It might seem like a bold-faced lie, but buying a house without having a large sum of money on hand is actually easier than you think. Let's take a look at this mini guide on how to purchase a piece of property even though you don't have large sums of money available for immediate liquidity. We will also take into consideration at each of the pros and cons, to further help you evaluate which tip might be more suited to your needs.
This alternative is ideal for people who don't have access to whole lot of cash on hand. Thanks to this particular contract it is now possible to fully maximize the rent you pay by allowing you to purchase the property without requiring a massive down payment. Renting a property under this contract for specific period of time and you can soon call your rented house as your new home.

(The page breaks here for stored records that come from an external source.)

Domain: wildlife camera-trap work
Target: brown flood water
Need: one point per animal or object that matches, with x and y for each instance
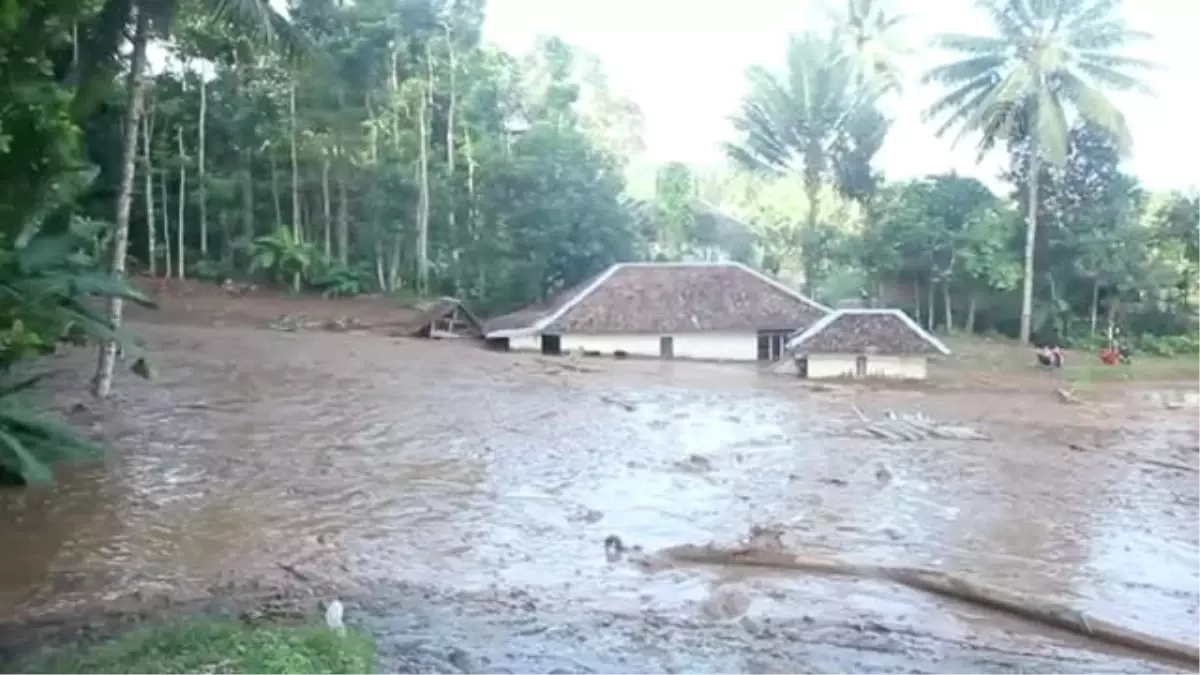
(375, 458)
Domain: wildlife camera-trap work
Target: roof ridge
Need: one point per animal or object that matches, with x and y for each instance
(828, 320)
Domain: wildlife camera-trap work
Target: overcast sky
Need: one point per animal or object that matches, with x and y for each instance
(683, 63)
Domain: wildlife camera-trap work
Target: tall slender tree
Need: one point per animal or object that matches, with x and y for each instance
(1044, 60)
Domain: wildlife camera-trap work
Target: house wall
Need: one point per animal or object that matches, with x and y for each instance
(699, 346)
(888, 366)
(525, 344)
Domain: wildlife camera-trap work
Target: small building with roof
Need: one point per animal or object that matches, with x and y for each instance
(695, 310)
(442, 318)
(865, 342)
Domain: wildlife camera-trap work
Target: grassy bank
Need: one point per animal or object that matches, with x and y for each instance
(1007, 357)
(211, 647)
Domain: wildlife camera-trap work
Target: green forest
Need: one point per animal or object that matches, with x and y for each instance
(385, 147)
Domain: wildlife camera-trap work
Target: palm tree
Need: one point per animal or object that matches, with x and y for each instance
(95, 70)
(1047, 60)
(867, 30)
(809, 120)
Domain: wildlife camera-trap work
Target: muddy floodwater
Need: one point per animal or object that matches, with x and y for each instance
(444, 466)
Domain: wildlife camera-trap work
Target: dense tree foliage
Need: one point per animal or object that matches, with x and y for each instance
(383, 147)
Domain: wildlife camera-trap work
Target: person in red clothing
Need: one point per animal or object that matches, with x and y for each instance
(1109, 356)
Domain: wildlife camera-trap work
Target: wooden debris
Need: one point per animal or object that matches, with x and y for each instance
(951, 586)
(625, 405)
(1067, 396)
(905, 428)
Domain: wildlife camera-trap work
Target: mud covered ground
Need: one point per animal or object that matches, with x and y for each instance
(457, 499)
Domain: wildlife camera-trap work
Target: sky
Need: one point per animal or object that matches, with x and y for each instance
(683, 63)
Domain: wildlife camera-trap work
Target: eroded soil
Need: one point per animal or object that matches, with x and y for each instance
(457, 499)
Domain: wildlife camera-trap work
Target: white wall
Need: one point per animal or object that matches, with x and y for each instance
(699, 346)
(526, 342)
(843, 365)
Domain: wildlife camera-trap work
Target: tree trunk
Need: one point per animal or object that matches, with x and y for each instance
(295, 179)
(327, 210)
(148, 179)
(381, 276)
(247, 197)
(180, 255)
(168, 257)
(929, 308)
(102, 384)
(472, 210)
(202, 172)
(1031, 232)
(423, 214)
(813, 192)
(275, 187)
(916, 298)
(949, 306)
(451, 151)
(343, 221)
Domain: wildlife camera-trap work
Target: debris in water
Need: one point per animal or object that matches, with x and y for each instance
(334, 616)
(628, 406)
(1067, 396)
(911, 428)
(882, 475)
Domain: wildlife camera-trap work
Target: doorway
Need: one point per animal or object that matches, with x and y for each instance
(666, 347)
(772, 345)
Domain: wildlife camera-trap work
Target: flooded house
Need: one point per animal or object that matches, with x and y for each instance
(443, 318)
(865, 342)
(694, 310)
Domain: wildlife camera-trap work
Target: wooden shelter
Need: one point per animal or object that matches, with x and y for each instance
(444, 318)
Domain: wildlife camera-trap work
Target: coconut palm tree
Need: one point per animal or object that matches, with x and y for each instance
(1045, 61)
(809, 120)
(99, 60)
(868, 31)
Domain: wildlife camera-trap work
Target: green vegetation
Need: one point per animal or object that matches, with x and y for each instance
(227, 647)
(1003, 356)
(382, 145)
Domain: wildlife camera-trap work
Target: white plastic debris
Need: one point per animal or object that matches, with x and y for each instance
(334, 616)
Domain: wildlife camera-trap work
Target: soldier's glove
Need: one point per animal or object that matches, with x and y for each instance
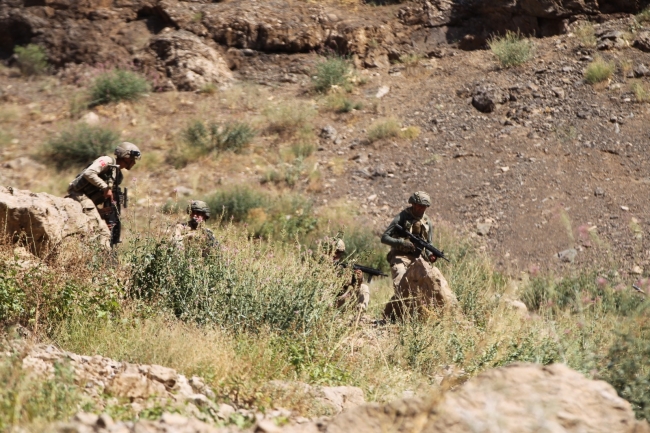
(407, 245)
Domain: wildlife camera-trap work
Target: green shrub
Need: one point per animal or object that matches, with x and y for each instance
(240, 287)
(80, 145)
(586, 34)
(586, 291)
(302, 149)
(31, 60)
(214, 137)
(339, 103)
(512, 49)
(599, 70)
(265, 214)
(235, 204)
(28, 400)
(290, 119)
(640, 92)
(644, 16)
(118, 85)
(628, 370)
(334, 71)
(388, 128)
(50, 295)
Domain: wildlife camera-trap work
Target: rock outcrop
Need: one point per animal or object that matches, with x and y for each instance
(188, 63)
(422, 289)
(518, 398)
(42, 221)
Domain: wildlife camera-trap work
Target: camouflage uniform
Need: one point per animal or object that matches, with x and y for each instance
(193, 231)
(89, 185)
(356, 292)
(402, 253)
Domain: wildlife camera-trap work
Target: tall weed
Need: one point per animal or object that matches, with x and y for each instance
(331, 72)
(80, 145)
(512, 49)
(599, 70)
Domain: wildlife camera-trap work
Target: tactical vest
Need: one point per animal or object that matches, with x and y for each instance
(419, 228)
(81, 185)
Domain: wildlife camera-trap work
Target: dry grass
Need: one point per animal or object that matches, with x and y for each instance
(290, 119)
(599, 70)
(586, 34)
(641, 93)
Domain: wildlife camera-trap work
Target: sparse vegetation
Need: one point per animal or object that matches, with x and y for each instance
(203, 139)
(599, 70)
(118, 85)
(388, 128)
(340, 103)
(586, 34)
(512, 49)
(641, 93)
(334, 71)
(644, 16)
(391, 128)
(31, 59)
(80, 145)
(290, 119)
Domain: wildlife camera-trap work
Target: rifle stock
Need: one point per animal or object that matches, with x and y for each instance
(371, 272)
(421, 244)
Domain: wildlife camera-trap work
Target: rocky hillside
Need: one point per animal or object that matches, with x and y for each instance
(552, 397)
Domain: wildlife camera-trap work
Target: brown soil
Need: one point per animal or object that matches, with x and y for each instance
(562, 164)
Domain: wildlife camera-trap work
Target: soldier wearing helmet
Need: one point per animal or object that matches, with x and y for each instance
(354, 291)
(94, 184)
(402, 252)
(199, 212)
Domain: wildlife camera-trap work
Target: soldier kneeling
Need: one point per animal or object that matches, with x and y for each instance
(194, 230)
(94, 186)
(354, 291)
(418, 285)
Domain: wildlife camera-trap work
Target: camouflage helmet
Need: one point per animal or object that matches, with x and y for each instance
(199, 206)
(420, 197)
(127, 150)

Pros: This formula allows you to capitalize on your rent which in any other situation would be considered a loss.
Cons: The monthly fee is usually 10-15% higher than what the rent is usually worth. In addition, it involves a host of other expenses such as having a notarized legal contract to help ensure that your mortgage is going to the right place.
Similar to the rent-to-own formula, this contract allows the tenant to maximize the rent they pay by putting it into their new home, with the main difference that they have the option to purchase it immediately. The tenant will have to pay a monthly fee to a bank or other financial company which is usually higher than the usual rent price. At the end of the contract, you will then be able to decide whether to leave the home thus leaving all rent paid to the owner or purchase it with rent paid being deducted from the full price.

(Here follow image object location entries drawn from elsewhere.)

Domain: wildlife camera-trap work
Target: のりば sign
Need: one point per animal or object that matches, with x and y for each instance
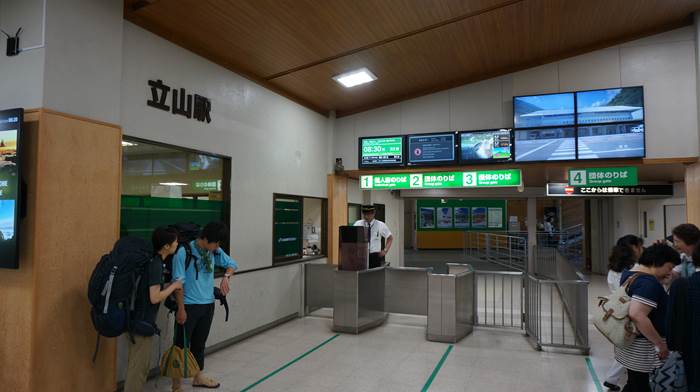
(443, 180)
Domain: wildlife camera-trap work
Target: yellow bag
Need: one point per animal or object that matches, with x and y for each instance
(179, 362)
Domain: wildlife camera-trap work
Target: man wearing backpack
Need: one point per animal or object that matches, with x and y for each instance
(196, 301)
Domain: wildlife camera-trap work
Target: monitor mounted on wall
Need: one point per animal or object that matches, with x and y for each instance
(432, 149)
(10, 185)
(492, 145)
(381, 151)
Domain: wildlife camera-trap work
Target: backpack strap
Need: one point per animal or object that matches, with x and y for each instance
(628, 283)
(189, 257)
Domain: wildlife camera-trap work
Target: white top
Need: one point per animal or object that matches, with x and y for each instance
(377, 230)
(613, 280)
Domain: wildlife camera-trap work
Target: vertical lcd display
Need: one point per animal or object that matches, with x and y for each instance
(10, 133)
(491, 145)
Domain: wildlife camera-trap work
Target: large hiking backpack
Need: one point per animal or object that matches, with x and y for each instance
(113, 285)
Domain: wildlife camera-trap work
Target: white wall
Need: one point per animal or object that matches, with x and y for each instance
(83, 65)
(276, 146)
(23, 81)
(655, 212)
(664, 64)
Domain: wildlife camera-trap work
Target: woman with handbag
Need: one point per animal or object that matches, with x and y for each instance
(648, 312)
(684, 322)
(623, 257)
(149, 295)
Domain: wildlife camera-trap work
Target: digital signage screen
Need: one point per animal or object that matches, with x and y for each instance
(610, 105)
(546, 144)
(489, 145)
(381, 151)
(10, 135)
(607, 141)
(432, 149)
(549, 110)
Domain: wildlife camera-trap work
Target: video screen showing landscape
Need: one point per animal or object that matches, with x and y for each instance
(485, 145)
(610, 105)
(548, 144)
(548, 110)
(611, 141)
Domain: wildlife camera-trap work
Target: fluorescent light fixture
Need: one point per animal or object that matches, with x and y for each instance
(355, 78)
(173, 184)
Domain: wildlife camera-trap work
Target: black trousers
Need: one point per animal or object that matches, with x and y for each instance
(637, 382)
(375, 260)
(197, 326)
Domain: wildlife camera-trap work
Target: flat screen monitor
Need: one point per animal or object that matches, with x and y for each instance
(385, 151)
(608, 141)
(545, 144)
(484, 146)
(10, 136)
(610, 105)
(432, 149)
(549, 110)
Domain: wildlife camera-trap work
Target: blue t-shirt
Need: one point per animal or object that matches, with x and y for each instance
(199, 291)
(647, 290)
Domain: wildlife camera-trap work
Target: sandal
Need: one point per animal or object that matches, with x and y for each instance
(203, 381)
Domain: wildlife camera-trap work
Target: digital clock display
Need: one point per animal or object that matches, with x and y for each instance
(381, 151)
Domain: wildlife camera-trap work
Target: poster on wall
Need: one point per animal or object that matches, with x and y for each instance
(444, 217)
(427, 218)
(495, 218)
(479, 217)
(461, 217)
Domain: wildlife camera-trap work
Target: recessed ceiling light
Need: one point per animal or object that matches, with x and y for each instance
(173, 183)
(355, 78)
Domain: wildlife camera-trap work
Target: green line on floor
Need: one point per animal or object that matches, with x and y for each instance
(594, 376)
(437, 368)
(290, 363)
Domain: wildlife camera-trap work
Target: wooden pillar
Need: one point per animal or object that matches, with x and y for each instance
(73, 170)
(337, 212)
(692, 193)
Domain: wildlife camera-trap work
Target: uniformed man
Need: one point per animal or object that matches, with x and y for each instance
(377, 231)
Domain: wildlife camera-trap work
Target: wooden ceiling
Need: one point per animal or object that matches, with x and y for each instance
(415, 47)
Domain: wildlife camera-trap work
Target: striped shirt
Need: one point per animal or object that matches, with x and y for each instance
(641, 355)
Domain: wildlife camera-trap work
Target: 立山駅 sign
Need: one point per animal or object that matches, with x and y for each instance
(603, 176)
(441, 180)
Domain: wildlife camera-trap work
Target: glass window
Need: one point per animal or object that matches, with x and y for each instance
(164, 185)
(299, 229)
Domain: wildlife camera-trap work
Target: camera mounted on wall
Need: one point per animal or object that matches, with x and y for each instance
(12, 43)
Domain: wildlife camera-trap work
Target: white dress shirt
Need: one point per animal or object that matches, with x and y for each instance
(377, 230)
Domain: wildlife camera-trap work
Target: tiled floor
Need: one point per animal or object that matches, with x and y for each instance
(396, 357)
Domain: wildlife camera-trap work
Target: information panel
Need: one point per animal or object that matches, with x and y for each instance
(443, 180)
(431, 149)
(381, 151)
(603, 176)
(10, 135)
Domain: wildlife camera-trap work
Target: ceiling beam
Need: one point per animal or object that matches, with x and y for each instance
(395, 38)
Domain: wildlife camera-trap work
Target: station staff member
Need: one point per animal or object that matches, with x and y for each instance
(377, 230)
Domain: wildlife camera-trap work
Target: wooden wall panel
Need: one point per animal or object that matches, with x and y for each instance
(77, 220)
(337, 212)
(692, 192)
(16, 294)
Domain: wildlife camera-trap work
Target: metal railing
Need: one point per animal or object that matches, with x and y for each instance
(498, 299)
(556, 302)
(552, 320)
(505, 250)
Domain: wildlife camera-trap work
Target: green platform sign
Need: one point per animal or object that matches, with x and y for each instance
(603, 176)
(443, 180)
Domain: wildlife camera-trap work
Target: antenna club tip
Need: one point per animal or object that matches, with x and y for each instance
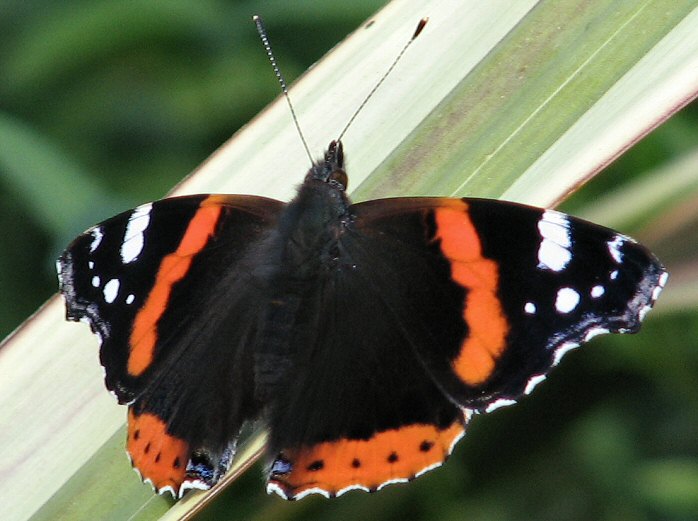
(420, 26)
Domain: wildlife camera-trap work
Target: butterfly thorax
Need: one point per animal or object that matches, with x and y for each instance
(305, 246)
(313, 221)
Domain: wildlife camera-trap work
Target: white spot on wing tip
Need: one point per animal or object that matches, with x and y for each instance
(533, 382)
(276, 489)
(595, 332)
(597, 291)
(553, 252)
(663, 279)
(97, 236)
(566, 300)
(111, 290)
(563, 350)
(614, 247)
(134, 238)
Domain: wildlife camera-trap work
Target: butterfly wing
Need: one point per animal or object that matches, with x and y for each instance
(440, 307)
(159, 285)
(534, 284)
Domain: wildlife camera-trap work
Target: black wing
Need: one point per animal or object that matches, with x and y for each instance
(162, 286)
(437, 308)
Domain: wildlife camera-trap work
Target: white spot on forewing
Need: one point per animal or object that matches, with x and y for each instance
(614, 247)
(134, 239)
(503, 402)
(552, 256)
(563, 350)
(553, 252)
(96, 238)
(111, 290)
(533, 382)
(657, 291)
(595, 332)
(566, 300)
(663, 278)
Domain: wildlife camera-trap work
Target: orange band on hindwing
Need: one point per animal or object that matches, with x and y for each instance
(335, 467)
(482, 310)
(173, 268)
(158, 456)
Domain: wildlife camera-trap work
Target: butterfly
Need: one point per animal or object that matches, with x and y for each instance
(365, 336)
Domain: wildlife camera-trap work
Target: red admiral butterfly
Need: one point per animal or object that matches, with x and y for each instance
(365, 335)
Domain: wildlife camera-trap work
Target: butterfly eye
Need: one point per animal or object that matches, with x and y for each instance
(339, 176)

Pros: This model can be a good alternative to the mortgage for buying the first home because, since it is not really a loan, it does not include mortgages. In addition, unlike a traditional mortgage, it also allows to rate 100% of the cost of the property.

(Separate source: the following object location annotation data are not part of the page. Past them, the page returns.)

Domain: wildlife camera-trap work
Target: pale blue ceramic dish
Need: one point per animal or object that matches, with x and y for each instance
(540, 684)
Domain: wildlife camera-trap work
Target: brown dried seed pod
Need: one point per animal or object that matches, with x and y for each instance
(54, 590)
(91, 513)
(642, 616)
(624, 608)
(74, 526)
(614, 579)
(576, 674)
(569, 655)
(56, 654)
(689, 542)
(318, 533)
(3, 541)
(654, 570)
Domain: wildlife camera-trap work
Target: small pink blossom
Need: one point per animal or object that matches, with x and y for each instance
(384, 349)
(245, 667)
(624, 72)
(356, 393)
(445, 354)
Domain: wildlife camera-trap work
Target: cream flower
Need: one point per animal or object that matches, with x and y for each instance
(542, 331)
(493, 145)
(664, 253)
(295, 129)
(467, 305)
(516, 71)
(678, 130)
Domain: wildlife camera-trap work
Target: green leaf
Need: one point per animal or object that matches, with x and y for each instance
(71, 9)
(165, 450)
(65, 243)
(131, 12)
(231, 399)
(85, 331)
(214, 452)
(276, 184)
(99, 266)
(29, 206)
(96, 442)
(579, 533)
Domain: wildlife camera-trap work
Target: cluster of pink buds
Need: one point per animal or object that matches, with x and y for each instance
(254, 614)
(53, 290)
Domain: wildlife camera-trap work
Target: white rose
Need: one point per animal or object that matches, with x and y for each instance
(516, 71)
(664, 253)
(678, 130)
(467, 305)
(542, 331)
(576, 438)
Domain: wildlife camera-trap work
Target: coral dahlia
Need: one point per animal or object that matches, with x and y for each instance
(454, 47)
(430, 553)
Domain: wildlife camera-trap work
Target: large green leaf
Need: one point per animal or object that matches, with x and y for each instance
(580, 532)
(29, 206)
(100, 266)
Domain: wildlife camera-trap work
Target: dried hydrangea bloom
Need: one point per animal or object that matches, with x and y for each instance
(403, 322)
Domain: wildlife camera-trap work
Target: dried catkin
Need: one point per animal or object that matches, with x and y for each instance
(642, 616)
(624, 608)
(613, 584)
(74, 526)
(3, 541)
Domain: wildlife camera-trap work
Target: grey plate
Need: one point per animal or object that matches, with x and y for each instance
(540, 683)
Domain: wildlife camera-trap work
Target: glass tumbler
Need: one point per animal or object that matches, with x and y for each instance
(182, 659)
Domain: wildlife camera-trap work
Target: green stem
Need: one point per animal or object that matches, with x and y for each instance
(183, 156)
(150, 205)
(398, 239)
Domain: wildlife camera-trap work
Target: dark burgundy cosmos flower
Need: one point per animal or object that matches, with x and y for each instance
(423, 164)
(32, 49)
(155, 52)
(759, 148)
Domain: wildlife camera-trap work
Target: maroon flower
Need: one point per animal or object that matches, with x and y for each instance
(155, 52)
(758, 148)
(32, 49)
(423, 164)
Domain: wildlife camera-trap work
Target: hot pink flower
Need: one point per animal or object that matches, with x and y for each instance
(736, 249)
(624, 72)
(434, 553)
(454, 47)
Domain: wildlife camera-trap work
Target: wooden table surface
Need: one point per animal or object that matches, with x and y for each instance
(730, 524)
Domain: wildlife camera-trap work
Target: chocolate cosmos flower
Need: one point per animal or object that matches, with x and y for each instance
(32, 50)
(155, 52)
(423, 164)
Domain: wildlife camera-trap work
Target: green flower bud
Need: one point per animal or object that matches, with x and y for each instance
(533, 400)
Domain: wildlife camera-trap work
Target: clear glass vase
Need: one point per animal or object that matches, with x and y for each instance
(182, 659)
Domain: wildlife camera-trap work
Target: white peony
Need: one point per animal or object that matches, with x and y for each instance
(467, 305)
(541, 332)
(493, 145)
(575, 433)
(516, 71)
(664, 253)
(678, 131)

Cons: Since real estate leasing generally does not last for more than 15 years, this can mean a very high monthly fee, even 30% higher than the traditional rent.
Ideal for senior citizens this home mortgage model requires no income, no credit and no monthly payment. This type of home loan allows people over 60 to access the home equity they have built up in their homes, and defer payment of the loan until they die, sell, or move out. Afterward the borrowers can use the money loaned to purchase new property, which in the proper circumstances will appreciate in value.
Pros : As long as the owner is alive, he will not have to pay any rent unless he wants to redeem the home. Payment for the capital will then be left to the people inheriting the property. In cases where the heirs don’t have the money to redeem the property they can they have the option to leave the house to the bank.
Cons: One thing to keep in mind is that in any case, the capital repaid to the value of the home will also be added to the interest accrued over time.
This particular form of real estate transaction is a viable alternative to the traditional mortgage because it allows the buyer to purchase a home, even though he does not actually become the owner of said property until he has paid the last installment. If you are interested in this kind of contract, you can turn to a real estate agency to find out which properties in the market allow these types of transactions.
Pros: Any seller's debts or foreclosures are not transferred to the buyer.
Cons: One should keep in mind that in this type of agreement, the buyer will be responsible for the regular maintenance of the property, even if he is not yet its owner.
Whatever real estate solution you choose, always carefully check the state of the property before signing any contract in order to avoid any unpleasant surprises.